50 By "all" is meant all that is of the threefold world of desire, form, and no-form. The source of the term is considered to be the statement by the bodhisattva Vajragarbha in the Huayan-jin, tr. Siksananda, fascicle thirty-seven, T10, 194a (in the sixth of the ten bodhisattva stages of the Dasabhumika) : "Whatever of the threefold world is mind only ; those twelve links of samsara-beings, which were explained in detail with division by the Tathagata, are all based on the one mind."

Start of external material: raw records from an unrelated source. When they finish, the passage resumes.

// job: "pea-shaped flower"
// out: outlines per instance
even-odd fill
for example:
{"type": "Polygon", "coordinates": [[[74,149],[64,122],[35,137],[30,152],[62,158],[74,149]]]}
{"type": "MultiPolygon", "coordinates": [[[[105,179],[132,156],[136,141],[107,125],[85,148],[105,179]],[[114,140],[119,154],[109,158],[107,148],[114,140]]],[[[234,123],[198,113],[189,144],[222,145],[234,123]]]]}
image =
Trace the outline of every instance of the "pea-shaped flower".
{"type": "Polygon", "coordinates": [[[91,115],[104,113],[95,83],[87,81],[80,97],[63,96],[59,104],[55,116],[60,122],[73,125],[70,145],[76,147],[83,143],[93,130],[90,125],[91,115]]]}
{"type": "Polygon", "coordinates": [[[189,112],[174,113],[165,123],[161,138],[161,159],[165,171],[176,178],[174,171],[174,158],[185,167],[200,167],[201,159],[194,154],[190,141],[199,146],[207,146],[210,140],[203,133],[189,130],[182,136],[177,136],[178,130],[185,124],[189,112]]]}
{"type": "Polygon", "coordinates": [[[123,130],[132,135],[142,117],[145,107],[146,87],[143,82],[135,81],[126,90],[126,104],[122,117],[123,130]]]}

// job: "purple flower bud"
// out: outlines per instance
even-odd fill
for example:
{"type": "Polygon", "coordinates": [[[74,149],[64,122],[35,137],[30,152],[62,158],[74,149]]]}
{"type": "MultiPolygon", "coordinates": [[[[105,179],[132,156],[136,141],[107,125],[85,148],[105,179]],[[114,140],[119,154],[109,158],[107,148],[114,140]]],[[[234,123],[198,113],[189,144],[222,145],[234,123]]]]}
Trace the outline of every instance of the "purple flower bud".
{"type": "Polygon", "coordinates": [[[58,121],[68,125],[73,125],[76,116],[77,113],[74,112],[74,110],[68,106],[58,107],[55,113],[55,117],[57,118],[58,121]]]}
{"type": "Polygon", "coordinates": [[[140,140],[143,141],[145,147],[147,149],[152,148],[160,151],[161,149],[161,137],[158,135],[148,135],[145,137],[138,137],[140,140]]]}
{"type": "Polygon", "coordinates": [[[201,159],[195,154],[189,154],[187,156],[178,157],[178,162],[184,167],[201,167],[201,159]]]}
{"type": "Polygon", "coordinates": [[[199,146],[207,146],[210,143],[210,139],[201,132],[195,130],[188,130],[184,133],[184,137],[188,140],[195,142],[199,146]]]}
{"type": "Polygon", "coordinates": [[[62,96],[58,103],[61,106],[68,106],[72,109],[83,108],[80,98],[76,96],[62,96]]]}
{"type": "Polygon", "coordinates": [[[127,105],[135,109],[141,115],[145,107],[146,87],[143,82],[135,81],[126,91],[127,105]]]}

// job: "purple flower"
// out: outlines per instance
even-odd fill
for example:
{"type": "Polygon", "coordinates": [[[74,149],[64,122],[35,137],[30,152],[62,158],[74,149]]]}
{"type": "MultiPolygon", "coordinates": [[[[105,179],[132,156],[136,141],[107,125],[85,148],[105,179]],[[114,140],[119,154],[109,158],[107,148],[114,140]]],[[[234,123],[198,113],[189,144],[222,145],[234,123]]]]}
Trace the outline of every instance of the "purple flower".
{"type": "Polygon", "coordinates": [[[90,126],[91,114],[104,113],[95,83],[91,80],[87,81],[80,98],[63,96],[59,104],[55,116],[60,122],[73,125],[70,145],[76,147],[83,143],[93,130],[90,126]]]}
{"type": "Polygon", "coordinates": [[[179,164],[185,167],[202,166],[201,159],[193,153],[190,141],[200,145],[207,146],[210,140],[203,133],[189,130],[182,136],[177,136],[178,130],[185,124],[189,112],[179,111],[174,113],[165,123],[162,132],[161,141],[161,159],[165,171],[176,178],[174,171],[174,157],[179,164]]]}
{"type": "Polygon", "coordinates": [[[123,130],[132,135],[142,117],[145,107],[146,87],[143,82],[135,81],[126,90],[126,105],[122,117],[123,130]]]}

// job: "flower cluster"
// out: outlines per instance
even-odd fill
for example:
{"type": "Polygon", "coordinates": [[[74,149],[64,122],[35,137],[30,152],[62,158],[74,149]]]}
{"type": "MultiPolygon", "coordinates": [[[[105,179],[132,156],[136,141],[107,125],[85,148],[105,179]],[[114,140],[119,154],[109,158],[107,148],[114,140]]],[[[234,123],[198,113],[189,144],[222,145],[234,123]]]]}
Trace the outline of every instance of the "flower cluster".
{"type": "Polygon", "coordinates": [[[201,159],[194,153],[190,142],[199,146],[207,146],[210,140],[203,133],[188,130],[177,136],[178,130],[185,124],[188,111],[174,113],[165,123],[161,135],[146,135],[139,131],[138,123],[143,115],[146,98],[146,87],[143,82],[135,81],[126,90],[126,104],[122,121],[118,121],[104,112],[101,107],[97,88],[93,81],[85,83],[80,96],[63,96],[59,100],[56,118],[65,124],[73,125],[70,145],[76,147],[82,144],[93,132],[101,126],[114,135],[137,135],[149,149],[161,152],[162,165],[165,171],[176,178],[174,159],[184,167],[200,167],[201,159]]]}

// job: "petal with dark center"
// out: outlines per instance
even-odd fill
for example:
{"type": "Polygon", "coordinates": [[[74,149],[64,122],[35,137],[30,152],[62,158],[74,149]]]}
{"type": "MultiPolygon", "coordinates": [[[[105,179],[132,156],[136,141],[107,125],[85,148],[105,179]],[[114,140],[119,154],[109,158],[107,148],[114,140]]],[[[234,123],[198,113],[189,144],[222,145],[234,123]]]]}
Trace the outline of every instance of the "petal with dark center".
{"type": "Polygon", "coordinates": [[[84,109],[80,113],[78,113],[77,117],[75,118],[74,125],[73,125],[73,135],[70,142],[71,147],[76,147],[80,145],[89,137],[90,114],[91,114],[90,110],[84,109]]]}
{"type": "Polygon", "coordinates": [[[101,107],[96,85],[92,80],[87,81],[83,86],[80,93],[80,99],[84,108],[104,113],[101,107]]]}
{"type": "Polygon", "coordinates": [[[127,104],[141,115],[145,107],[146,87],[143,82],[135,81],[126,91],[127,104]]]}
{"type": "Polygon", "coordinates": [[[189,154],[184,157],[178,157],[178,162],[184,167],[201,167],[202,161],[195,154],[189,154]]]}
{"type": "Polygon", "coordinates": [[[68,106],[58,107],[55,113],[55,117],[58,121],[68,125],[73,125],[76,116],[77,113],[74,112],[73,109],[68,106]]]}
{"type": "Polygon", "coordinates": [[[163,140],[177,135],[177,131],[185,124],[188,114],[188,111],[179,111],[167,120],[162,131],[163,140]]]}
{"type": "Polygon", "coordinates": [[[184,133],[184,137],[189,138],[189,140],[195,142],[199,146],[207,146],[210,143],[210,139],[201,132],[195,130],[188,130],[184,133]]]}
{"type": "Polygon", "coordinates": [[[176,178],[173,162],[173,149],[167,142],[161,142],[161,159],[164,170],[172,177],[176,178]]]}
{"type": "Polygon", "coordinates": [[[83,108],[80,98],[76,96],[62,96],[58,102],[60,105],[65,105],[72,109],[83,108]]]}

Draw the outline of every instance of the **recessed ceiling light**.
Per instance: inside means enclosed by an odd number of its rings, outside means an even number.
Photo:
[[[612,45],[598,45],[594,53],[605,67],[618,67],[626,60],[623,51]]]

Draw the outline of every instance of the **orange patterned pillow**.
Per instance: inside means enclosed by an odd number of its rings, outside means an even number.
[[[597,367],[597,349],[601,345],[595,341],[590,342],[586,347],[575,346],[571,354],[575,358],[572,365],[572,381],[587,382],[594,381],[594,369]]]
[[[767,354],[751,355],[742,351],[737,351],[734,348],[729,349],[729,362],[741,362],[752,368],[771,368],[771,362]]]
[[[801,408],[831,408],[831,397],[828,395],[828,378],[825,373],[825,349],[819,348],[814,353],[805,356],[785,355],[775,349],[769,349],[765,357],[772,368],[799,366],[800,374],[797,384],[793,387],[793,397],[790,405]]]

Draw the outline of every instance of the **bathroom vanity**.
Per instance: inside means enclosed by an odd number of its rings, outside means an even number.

51 Here are some verses from the Lankavatara Sutra, fascicle one, T16, 484bc, to illustrate the analogy of water and waves : "Just as ocean waves, blown to arise by high winds, Dancing roll forward, in no time interrupted," (Verse 96); "So does the alaya-stream, constantly blown by the winds of objects, Dancing, prevail with various waves of discerning faculties." (V. 97); "As the ocean's transformation this variety of waves is, As [the transformation of] the root [discerning-faculty] there prevail varieties of a discerning faculty by name." (V. 100) "While the mind, ego-thought, and the [six] discerning-faculties are determined for definition's sake, Of inseparable characteristics are the eight, none being defined, none being the definer." (V. 101) "No occurring to it exists ; one's own mind is free from being grasped, a truth that is established as likened to waves." (V. 106) "As the body-property-and-location the discerning-faculty appears to people, So does its occurring appear, much like ocean-waves." (V. 107) Cf. The Lankavatara Sutram ;A Jewel Scripture of Mahayana Thought and Practice -- An English Translation by Tokiwa Gishin, Osaka 2003, pp. 51-52.